In this podcast, a mother tells her compelling story about a family living with fetal alcohol spectrum disorders. Created: 8/24/2009 by National Center on Birth Defects and Developmental Disabilities (NCBDDD).
Date Released: 8/24/2009. Series Name: CDC Featured Podcasts.
[Announcer]This podcast is presented by the Centers for Disease Control and Prevention. CDC – safer, healthier people.
[Donnie Kanter Winokur] We started seeing a lot of hyperactivity and emotionality so we started getting a little concerned. When we first saw the developmental pediatrician, he suspected that there was an underlying syndrome due to fetal alcohol exposure. A diagnosis gives you some validation. We can say this is a disability that is a result of a birth defect.
Living with a child with fetal alcohol syndrome is like living with a constant anticipation of a hurricane. Over time you understand, on so many different levels, how this impacts not only your child, but your family.
It's very hard to be a sibling of a child with fetal alcohol spectrum disorders. It's hard as a parent not to put this burden on your typical kid because it’s like you want to say, "You're the easy one, don’t act out."
We know there is no magic bullet; there is no one thing that is going to change everything. Having some OT and speech and physical therapy certainly helped. And you want to try to teach social skills to your child.

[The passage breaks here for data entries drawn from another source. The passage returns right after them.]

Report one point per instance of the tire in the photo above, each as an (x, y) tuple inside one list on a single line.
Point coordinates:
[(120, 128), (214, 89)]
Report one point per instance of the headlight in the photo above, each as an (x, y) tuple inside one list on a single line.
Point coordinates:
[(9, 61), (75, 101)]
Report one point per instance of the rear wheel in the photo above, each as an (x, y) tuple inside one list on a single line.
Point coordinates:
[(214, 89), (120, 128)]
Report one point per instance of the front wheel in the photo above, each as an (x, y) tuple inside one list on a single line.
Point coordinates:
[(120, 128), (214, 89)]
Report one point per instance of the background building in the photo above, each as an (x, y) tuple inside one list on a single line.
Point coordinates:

But I think the intervention that I am most excited about is that we obtained a service dog. Iyal has an unconditional companion. One of the things we've learned as parents is that you want to try to create external supports for your child so that they can feel successful in any environment possible.
The earlier you have a diagnosis you can start intervention. If you see some behaviors in your kids that might look like what I'm describing, you certainly would want to make sure that you have a pediatrician examine your child, and if you're not hearing things that feel intuitively like they're answering your questions or your concerns, that you go to some sort of specialist, either a child neurologist or developmental pediatrician.
You have to look at this in the face so that you can help your child. I think it's important to tell the truth, to talk about what this is, and not to be ashamed because if you're going to teach your child to be an advocate for themselves, you have to say, "This is my kid; part of my kid is that he has a disability, a profound disability."
Every parent wants their child to be happy and certainly that's what we want for Iyal. I think finding happiness within the context of this disability is going to depend a lot on Iyal feeling safe. Because he's so vulnerable it is going to be our lifelong job to keep him protected and safe.
There are ports in the storm. You just have to look for them.